Counting Down to Apollo

One American's account of watching humanity reach the Moon

Zond 5 and What It Means

I wrote briefly about Zond 5 before it launched. Now it’s back, and I want to think more carefully about what it means for the race.

Zond 5 splashed down in the Indian Ocean on September 21 after a successful circumlunar flight. The biological passengers — turtles, flies, mealworms, plant seeds — all survived. The turtles lost some weight but were otherwise healthy.

Now let me think carefully about what this means.

The Zond spacecraft is a modified Soyuz — specifically the Soyuz 7K-L1 variant, stripped of the orbital module to reduce weight and configured for the circumlunar trajectory. It cannot enter lunar orbit; it follows a free-return trajectory, swinging around the Moon and coming back to Earth without any powered insertion.

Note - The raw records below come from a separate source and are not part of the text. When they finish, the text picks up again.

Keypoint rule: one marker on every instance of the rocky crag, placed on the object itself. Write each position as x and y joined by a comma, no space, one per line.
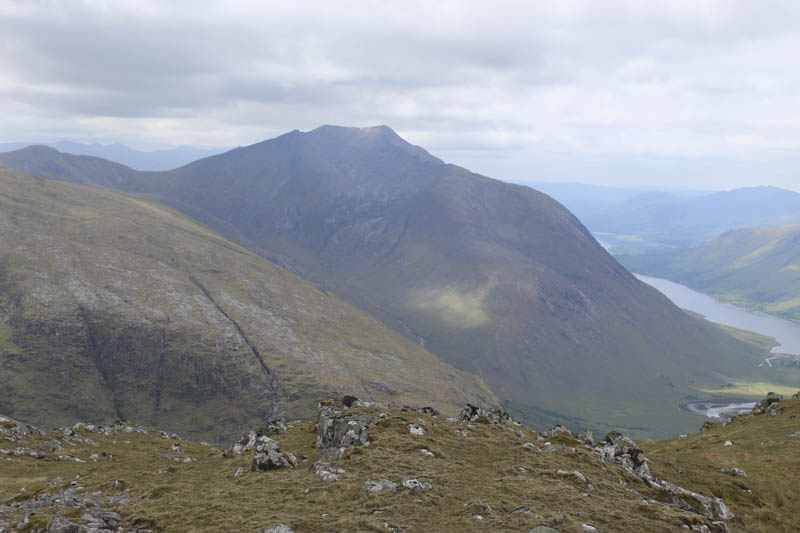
113,307
363,466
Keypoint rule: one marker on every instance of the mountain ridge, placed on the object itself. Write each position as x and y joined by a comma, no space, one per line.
112,306
495,278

A crewed version of this mission is possible with current Soviet hardware. The Proton rocket that launched Zond 5 is reliable enough. The spacecraft systems worked correctly. The re-entry (into the Indian Ocean, not the planned recovery zone in the Soviet Union, which is a guidance accuracy problem) was survived.

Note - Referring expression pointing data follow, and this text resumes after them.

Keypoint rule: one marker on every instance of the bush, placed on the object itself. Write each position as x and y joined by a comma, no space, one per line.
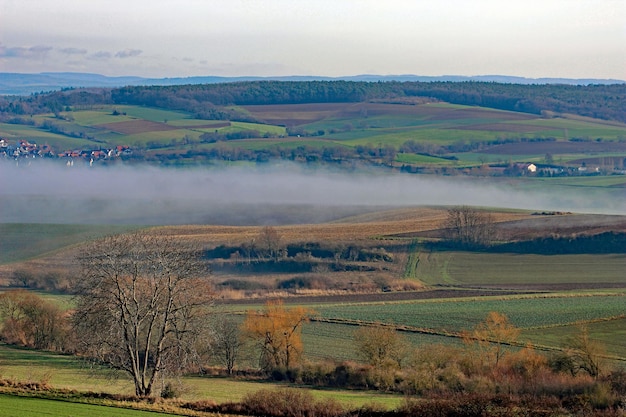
169,391
289,403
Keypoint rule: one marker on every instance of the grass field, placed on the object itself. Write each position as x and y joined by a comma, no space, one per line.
347,124
14,406
470,268
67,372
22,241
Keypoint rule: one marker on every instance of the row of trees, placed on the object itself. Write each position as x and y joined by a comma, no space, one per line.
144,306
208,100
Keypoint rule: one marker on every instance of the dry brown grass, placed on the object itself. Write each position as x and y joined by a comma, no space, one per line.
365,230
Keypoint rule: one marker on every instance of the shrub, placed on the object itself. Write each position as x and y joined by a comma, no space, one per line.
169,391
289,403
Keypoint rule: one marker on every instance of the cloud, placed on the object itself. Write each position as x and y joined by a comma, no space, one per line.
128,53
100,55
73,51
33,52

The question is whether the Soviets will fly crew on the next Zond mission, or the one after.

American intelligence has apparently been following this closely. The answer is shaping NASA’s decision about Apollo 8 — whether to accelerate to a lunar orbit mission in December rather than staying in Earth orbit.

Here’s my assessment, for what it’s worth: the Soviets want the manned circumlunar first. It’s the next “first” available to them, since they’ve conceded that a manned landing first is probably impossible given Apollo’s schedule. A manned flyby before Christmas would be a significant propaganda victory.

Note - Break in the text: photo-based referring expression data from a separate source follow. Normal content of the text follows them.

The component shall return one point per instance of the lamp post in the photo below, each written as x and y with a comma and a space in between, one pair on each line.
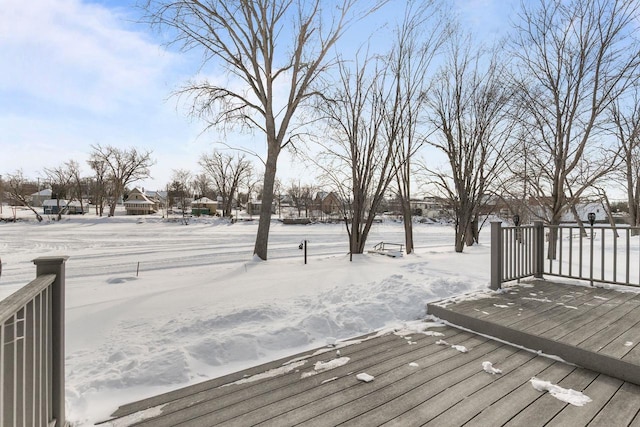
591, 217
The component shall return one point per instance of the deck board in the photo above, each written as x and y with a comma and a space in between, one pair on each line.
590, 336
447, 387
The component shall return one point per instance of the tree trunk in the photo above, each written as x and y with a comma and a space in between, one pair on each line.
262, 237
408, 225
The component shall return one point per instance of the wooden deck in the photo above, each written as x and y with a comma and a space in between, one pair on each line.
419, 382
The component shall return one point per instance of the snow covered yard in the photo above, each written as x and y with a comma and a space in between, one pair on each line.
200, 307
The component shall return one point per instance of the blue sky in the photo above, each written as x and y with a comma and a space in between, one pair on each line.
75, 73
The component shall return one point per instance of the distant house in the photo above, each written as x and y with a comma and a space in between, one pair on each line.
204, 206
139, 204
430, 207
54, 206
253, 208
38, 198
50, 207
328, 203
159, 197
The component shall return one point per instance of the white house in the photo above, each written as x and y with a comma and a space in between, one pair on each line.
139, 204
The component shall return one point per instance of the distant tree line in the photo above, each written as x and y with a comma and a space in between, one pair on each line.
541, 120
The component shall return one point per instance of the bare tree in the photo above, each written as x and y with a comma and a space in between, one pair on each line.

But their hardware has reliability problems that they can’t fully test before flying crew. Soyuz 1 killed Komarov. The Soyuz program has had subsequent technical issues. Flying crew on the next Zond would be a significant risk acceptance.

I think they’ll do it. I’ve been wrong before.

If they do, and it works, the headlines will read “Soviets reach Moon before Americans.”

The landing is still ours. But the next few months matter enormously.